Study Questions Accuracy of Widely Used Sepsis Prediction Tool

NEW YORK (Reuters Health) – A sepsis-prediction model used widely by hospitals and health systems in the United States performed poorly in predicting sepsis onset in an external validation study.

“Our evaluation shows that the Epic Sepsis Model mostly alerts on patients who are already going to get timely antibiotics even without an alert. If the purpose of a sepsis-prediction model is to bring patients to attention who would otherwise have been missed, this tool is really limited in its capability to do that,” Dr. Karandeep Singh of University of Michigan Medical School, in Ann Arbor, told Reuters Health by email.

“Our findings go against what is reported by the model developer because their evaluation relies on billing codes alone to define sepsis, which are known to be inaccurate, whereas we use a combination of criteria used by the Centers for Disease Control and Prevention and Medicare,” Dr. Singh added.

The Epic Sepsis Model, or ESM, was developed and validated by Epic Systems Corporation based on data from 405,000 patient encounters across three health systems from 2013 to 2015.

Dr. Singh and colleagues did a retrospective study of 27,697 patients who had more than 38,000 hospitalizations at the University of Michigan Ann Arbor between December 2018 and October 2019.

“The ESM identified 183 of 2,552 patients with sepsis (7%) who did not receive timely administration of antibiotics, highlighting the low sensitivity of the ESM in comparison with contemporary clinical practice,” Dr. Singh and colleagues report in JAMA Internal Medicine.

“The ESM also did not identify 1,709 patients with sepsis (67%) despite generating alerts for an ESM score of 6 or higher for 6,971 of all 38,455 hospitalized patients (18%), thus creating a large burden of alert fatigue,” they say.

The ESM had an area under the receiver operating characteristic curve of 0.63 (95% confidence interval, 0.62 to 0.64), which is “substantially worse” than the AUC of 0.76 to 0.83 reported by its developer, the researchers note.

They say it’s important to note that this external validation was done at a single academic medical center, although the cohort was large and relatively diverse.

Another limitation, they say, is the use of a composite definition to account for the two most common reasons why healthcare organizations track sepsis, namely, surveillance and quality assessment, although sepsis definitions are still debated.

Despite these limitations, the authors say the “widespread adoption of the ESM despite its poor performance raises fundamental concerns about sepsis management on a national level.”

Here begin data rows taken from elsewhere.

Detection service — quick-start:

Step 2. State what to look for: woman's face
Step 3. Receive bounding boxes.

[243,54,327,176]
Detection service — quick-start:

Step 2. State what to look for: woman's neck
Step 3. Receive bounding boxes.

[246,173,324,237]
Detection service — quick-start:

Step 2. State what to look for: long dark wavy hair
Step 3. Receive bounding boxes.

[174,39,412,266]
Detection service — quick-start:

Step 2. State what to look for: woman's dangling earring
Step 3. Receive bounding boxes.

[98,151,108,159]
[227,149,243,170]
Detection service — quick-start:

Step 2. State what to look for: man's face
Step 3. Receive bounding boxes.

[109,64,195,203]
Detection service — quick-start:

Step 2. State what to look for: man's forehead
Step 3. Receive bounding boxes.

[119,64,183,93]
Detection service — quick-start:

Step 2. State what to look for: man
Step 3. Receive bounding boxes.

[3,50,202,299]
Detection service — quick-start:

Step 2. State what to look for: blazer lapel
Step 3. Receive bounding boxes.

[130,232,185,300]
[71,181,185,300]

Reuters Health reached out to Epic Systems Corporation for their perspective on the findings.

In email, a company spokesperson said, “Identification of sepsis requires both art and science, and we welcome the discussion with researchers and clinicians.”

“Clinicians often will recognize many of the patients who are septic. The purpose of the model is to identify early the harder-to-recognize patients who otherwise might have been missed. It does this by indicating the probability of a likelihood of sepsis. The model has been shown to identify patients who are coming down with sepsis up to 4 hours earlier than clinicians identify them, and that can be lifesaving. In the example given in this paper, if the Epic model was used in real time it would likely have identified 183 patients who otherwise might have been missed,” the spokesperson said.

“Each health system needs to set thresholds to balance false negatives against false positives for each type of user. When set to reduce false positives, it may miss some patients who will become septic. If set to reduce false negatives, it will catch more septic patients, however it will require extra work from the health system because it will also catch some patients who are deteriorating but not becoming septic,” the spokesperson added.

Finally, the spokesperson said it’s important to note that this study “did not take into account the analysis and required tuning that needs to occur prior to real-world deployment of the model. In their hypothetical configuration, the authors picked a low threshold value that would be appropriate for a rapid response team that wants to cast a wide net to assess more patients. A higher threshold value reducing false positives would be appropriate for attending physicians and nurses.”

The study was supported by grants from the National Institutes of Health and the National Heart, Lung, and Blood Institute. The authors have no relevant disclosures.